To start with, Cliff and Cydney are morons. Everything that comes out of their mouths is stupid, and they aren’t even nice, as a way of compensating for their lack of intelligence. Even Steve Zahn, with his remarkable comic timing, can’t make Cliff interesting or likeable, and Milla Jovovich has all the personality of a butt plug. I was also disappointed by the performance of Timothy Olyphant as Nick, one of the other hikers, who presents himself as a special forces hotshot. He leers and bugs his eyes like a cartoon. Kiele Sanchez is even worse — it seems like she’s doing a bad Hillary Swank imitation. The other couple barely registers.
A huge part of the problem is the script by writer/director David Twohy. It’s hard to believe that this is the same guy who wrote Imposter, one of the better science fiction thrillers of the last decade. The characters manage the trick of being both boring and cliches. The dialog is wretched — hardly one word rings true. Another nauseating thing Twohy does is make Cliff a screenwriter. This opens the door for all sorts of boringly self-referential dialog about second act twists and red herrings. Worst of all, Twohy cheats.
The first two acts of the script revolve around dicking with the audience. Who are the killers? Twohy plays on our knowledge of other killer diller scripts to cant our suspicions one way or the other.
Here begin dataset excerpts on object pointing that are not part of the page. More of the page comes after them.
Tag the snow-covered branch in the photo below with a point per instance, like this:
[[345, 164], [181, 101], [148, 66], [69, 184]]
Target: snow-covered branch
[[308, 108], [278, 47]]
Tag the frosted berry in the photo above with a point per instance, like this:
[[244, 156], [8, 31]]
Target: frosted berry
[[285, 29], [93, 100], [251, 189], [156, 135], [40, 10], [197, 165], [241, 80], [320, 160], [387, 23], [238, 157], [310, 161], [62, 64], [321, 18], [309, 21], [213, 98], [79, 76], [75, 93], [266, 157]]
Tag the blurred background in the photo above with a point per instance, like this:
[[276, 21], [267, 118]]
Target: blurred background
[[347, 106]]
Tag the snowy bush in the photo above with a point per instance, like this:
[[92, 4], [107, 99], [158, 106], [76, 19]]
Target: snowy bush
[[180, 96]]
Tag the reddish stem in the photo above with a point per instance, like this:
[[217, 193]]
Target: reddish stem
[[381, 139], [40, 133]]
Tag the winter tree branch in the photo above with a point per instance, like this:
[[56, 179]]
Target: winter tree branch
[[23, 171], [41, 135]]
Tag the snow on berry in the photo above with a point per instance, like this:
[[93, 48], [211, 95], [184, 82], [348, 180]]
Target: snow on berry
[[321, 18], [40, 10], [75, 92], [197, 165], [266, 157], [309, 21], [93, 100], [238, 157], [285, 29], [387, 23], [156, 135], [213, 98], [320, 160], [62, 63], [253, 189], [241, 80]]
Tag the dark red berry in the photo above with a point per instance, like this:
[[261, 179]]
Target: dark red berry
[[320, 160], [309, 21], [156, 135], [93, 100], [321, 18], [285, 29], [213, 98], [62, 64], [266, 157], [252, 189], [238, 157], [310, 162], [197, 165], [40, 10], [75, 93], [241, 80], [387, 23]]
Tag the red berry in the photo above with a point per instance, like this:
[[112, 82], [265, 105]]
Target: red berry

Then he employs a second act twist (actually, it propels us into the third act) that completely invalidates the previous hour of the movie. Surprises are generally good in movies, but only if you play fair.
Fortunately, once the shoe drops, the movie improves. Twohy makes good use of props, such as a knife, a hatchet, and two kayaks. He also gives us two nasty and original bits of carnage that make you cringe, in a good way. What’s good about the carnage is the same thing that’s missing in the rest of the movie — the carnage is based in real life experience and therefore relatable. You wince because you identify.
The only way you could identify with the rest of the movie is if you are a moron, which is apparently the target audience of A Perfect Getaway.